2. SR4 will decouple plot choices from SR4 (e.g. I plan to introduce separate packages StatisticalRethinking(Stats?)Plots and StatisticalRethinkingMakie).

3. All Stan and Turing specific parts will be handled in the corresponding @require sections (currently I envisage Turing, StanSample, StanQuap, DiffEqBayesStan, MCMCChains and LogDensityProblems sections). See [e.g. see issue](https://github.com/StatisticalRethinkingJulia/StatisticalRethinking.jl/issues/118#issuecomment-898441974), where the conversion to a DataFrame requires MCMCChains.jl.

4. MCMCChains will be dropped as a standard dependency of SR4 (it has StatsPlots as a dependency). If required it needs to be provided by the (project) environment.

5. I'm considering to drop the heavy use of @reexport in Sr4, [e.g. see isssue](https://github.com/StatisticalRethinkingJulia/StatisticalRethinking.jl/issues/121#issue-970370821)

6. I'm considering to produce all output results as a KeyedArray, [e.g. see an example](https://github.com/ParadaCarleton/ParetoSmooth.jl). This will in some places also affect packages in StanJulia, e.g. StanOptimize, StanQuap and DiffEqBayesStan. These will be updated accordingly and all brought to what I consider v4 level. StanSample.jl is pretty much done and by default returns a KeyedArray chain as shown above.

7. A lot of documentation updates!! Introductory docs for StatisticalRethinking.jl and Stan.jl on Github, on-line docs for functions in all sub packages.
goedman commented 3 years ago

Steps/sequencing:

These are very significant changes to SR. Not all of this will be available the first time around.

These are my current priorities for phase one:

  1. Initially I'll work primarily on

    1.1. StatisticalRethinking.jl v4, 1.2 StatisticalRethinkingStan.jl (the project) and 1.3 StatisticalRethinkingPlots.jl.

    Thus Stan, i.e. Stan's cmdstan executable, will remain my primary means to draw MCMC samples.

  2. During the first phase it's basically a refactoring of the existing code base (mainly the introduction/completion of @require barriers and moving graphics to StatisticalRethinkingPlots.jl)

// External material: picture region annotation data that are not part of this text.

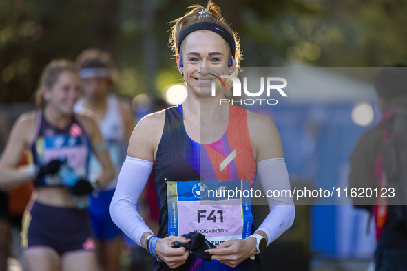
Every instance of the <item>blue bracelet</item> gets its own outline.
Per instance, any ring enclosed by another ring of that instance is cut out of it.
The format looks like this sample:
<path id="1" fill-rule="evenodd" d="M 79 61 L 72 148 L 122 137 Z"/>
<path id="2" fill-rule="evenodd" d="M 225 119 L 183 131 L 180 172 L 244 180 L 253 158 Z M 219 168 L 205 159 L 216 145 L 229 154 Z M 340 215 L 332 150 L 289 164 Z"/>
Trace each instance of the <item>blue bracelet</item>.
<path id="1" fill-rule="evenodd" d="M 148 251 L 149 252 L 150 252 L 149 243 L 153 237 L 155 237 L 155 236 L 152 235 L 149 235 L 148 237 L 147 237 L 147 242 L 145 244 L 145 247 L 147 248 L 147 251 Z"/>
<path id="2" fill-rule="evenodd" d="M 158 240 L 160 239 L 160 238 L 157 237 L 154 237 L 152 239 L 152 241 L 150 243 L 150 249 L 149 249 L 149 252 L 152 254 L 152 255 L 153 255 L 153 257 L 157 259 L 158 259 L 158 257 L 157 257 L 157 254 L 156 254 L 156 244 L 157 243 L 157 242 L 158 241 Z"/>

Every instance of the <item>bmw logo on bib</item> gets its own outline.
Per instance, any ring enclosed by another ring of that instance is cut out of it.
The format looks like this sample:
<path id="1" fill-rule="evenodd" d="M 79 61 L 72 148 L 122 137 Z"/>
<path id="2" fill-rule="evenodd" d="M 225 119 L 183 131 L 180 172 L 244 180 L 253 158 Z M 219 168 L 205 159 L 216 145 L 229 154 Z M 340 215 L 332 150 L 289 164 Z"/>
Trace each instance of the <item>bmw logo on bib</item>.
<path id="1" fill-rule="evenodd" d="M 208 188 L 204 184 L 200 182 L 192 187 L 192 193 L 197 199 L 202 199 L 207 195 Z"/>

  3. Adapting the code base to AxisArray.jl based chains.

  4. Where possible, existing functions will be updated to accept KeyedArray chains and DataFrame based input.

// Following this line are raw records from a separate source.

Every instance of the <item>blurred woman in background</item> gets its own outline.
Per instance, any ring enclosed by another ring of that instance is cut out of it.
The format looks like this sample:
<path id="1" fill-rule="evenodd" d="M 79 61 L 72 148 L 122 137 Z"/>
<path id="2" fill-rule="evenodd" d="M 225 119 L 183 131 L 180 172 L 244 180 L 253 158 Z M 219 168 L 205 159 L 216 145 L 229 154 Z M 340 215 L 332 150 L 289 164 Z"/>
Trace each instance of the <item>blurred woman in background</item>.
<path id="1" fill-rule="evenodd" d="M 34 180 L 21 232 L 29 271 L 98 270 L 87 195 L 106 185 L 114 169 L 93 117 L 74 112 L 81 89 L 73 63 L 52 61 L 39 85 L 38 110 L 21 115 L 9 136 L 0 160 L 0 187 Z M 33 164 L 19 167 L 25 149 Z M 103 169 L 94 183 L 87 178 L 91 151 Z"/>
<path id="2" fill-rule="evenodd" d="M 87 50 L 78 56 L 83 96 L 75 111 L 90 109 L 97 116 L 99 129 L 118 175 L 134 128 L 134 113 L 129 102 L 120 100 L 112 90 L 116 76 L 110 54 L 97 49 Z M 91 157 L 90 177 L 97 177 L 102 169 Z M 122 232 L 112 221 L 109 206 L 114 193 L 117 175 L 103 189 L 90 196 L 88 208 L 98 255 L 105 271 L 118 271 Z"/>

  5. It's simple to convert an MCMCChains.Chain object into a KeyedArray chains object. A method for this will be provided. This will possibly drop some info added e.g. by Turing.

ParadaCarleton commented 3 years ago

If you haven't already switched to AxisArray.jl, you might want to check out DimensionalData.jl, which does essentially the same thing, but seems to be better documented and has better support. The AxisArrays/DimensionalData devs have suggested merging the two packages at some point in the future.

goedman commented 3 years ago

Thank you @ParadaCarleton , I will certainly take a look! I'm pretty impressed with AxisKeys.jl.

AxisArrays.jl, in my opinion, for chains at least, was a bit of a mistake. But a lot can improve in a few years!

goedman commented 2 years ago

In StatisticalRethinking v4 most of above ideas have been implemented (and a few more in fact). For now I'll close this issue.